Ingrid Sischy, the widely respected editor and journalist, was a lot of things to a lot of people, but to fashion designers, above all, she was a connecter, one of the few magazine editors who instinctively spoke their language.

Sischy, who served as an international editor of Condé Nast International since 2008, and is most widely known for her contributions to Vanity Fair, Interview, and Art Forum magazines, died of breast cancer at the age of 63 on Friday. She was a fearless and outspoken editor, and a defender of fashion designers’ creative ascendance to artists, and a protector of their often fragile egos.

Most likely every major designer was profiled by Sischy during her career, and became her friends, like Helmut Lang, Jil Sander, John Galliano, and Calvin Klein, all of whom turned to her when it came time to telling their stories, especially when they were at their most controversial. It was not that she was soft on them (quite the contrary), it was that her respect for their world was so obvious. She was of the school of editors who used the word “genius” with gusto, to describe something as simple as the cut of a silhouette. When Lang decided he didn’t want to attend a Council of Fashion Designers of America awards event, he sent Sischy in his place. When Klein needed an introduction at an awards night, it was Sischy who penned the tribute.

Throughout her career, she maintained a steady eye on the merging worlds of fashion, art, and celebrity, a combination that was obvious in the pages of Interview, where she connected designers like Donna Karan, Miuccia Prada, and Karl Lagerfeld, and worked with her longtime partner, the publisher Sandra Brant. Like many editors who have been around a while, I once had the pleasure of working for Sischy as one of my first internships, at Interview in 1991, and it was there I saw her charm subjects from Mark Wahlberg to Jason Priestley.
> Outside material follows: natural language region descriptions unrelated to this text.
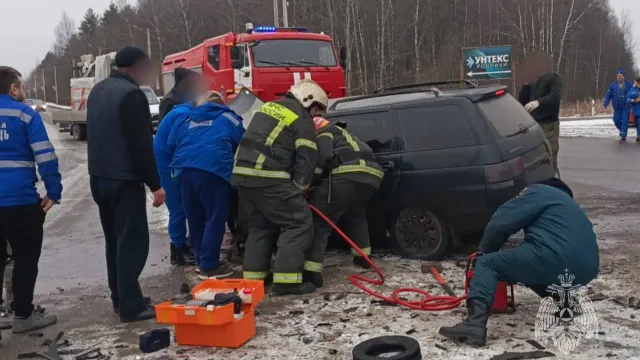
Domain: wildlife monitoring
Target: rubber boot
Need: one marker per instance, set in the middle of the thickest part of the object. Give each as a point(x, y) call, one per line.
point(293, 289)
point(361, 262)
point(312, 277)
point(183, 256)
point(474, 329)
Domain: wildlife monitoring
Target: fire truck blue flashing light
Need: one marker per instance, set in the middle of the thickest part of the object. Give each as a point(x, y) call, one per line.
point(265, 29)
point(268, 29)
Herb Ritts came to see her in the office. Bruce Weber, too. Lagerfeld once spent an entire day in the art department. She was always wearing black.

But the moment I remember that said so much about just how sincerely Sischy cared about fashion designers was the morning she arrived to the office in tears, looking as if the world had come to an end. People rushed to her side. What was wrong? What happened? Sischy held up a copy of that day’s Women’s Wear Daily, which detailed the financial pitfalls at that time of one of her favorites.

"Azzedine Alaïa," she cried, "is closing his store!"